Since the practical application stressed in the title, namely some of civil casualties in Syria, interrogations take a more topical flavour as one wonders at the connection between the model and the actual data, between the prior modelling and the available prior information. It is however not the strategy adopted in the paper, which instead proposes a generic prior modelling that could be deemed to be non-informative. I find the property that conditioning on the list sizes eliminates the capture probabilities and the duplication rates quite amazing, reminding me indeed of similar properties for conjugate mixtures, although we found the property hard to exploit from a computational viewpoint. And that the hit-miss model provides computationally tractable marginal distributions for the cluster observations.

“Several records of the VDC data set represent unidentified victims and report only the date of death or do not have the first name and report only the relationship with the head of the family.”

This non-informative choice is however quite informative in the misreporting mechanism and does not address the issue that it presumably is misspecified. It indeed makes the assumption that individual label and type of record are jointly enough to explain the probability of misreporting the exact record. In practical cases, it seems more realistic that the probability to appear in a list depends on the characteristics of an individual, hence far from being uniform as well as independent from one list to the next.

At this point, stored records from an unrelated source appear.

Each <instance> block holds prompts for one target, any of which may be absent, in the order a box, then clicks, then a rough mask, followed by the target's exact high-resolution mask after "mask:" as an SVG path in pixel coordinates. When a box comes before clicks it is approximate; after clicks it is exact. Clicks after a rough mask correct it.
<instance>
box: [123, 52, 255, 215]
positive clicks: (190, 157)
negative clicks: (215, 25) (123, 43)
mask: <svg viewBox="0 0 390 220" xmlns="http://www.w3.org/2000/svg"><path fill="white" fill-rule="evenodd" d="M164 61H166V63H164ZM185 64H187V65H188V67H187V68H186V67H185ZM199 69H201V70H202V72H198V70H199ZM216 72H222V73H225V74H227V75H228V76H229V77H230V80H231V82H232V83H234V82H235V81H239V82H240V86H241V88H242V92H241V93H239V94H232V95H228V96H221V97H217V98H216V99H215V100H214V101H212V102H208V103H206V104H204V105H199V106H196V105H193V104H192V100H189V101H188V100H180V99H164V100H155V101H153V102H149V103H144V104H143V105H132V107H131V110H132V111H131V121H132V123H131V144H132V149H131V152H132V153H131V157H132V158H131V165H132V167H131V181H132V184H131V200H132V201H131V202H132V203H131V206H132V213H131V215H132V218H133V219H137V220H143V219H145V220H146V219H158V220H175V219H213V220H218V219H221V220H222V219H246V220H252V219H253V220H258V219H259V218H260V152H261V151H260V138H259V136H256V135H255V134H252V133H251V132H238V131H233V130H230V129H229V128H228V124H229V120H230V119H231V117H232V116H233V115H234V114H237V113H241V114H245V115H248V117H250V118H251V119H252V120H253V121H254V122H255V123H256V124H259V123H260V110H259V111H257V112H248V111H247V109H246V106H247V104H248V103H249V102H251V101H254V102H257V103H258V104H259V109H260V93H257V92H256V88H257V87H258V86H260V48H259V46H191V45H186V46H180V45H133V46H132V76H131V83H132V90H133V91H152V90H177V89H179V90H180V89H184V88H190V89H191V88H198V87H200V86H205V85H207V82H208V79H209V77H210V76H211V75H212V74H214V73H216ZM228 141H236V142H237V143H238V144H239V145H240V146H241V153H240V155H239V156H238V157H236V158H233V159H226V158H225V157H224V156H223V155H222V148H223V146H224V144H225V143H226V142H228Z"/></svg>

The same applies to the probability of being misreported. The alternative to the uniform allocation of individuals to lists found in (3.3) remains neutral to the reasons why (some) individuals are missing from (some) lists. No informative input is indeed made here on how duplicates could appear or on how errors are made in registering individuals. Furthermore, given the high variability observed in inferring the number of actual deaths covered by the collection of the two lists, it would have been of interest to include a model comparison assessment, especially when contemplating the clash between the four posteriors in Figure 4.

The implementation of a manageable Gibbs sampler in such a convoluted model is quite impressive and one would welcome further comments from the authors on its convergence properties, since it is facing a large dimensional space. Are there theoretical or numerical irreducibility issues for instance, created by the discrete nature of some latent variables as in mixture models?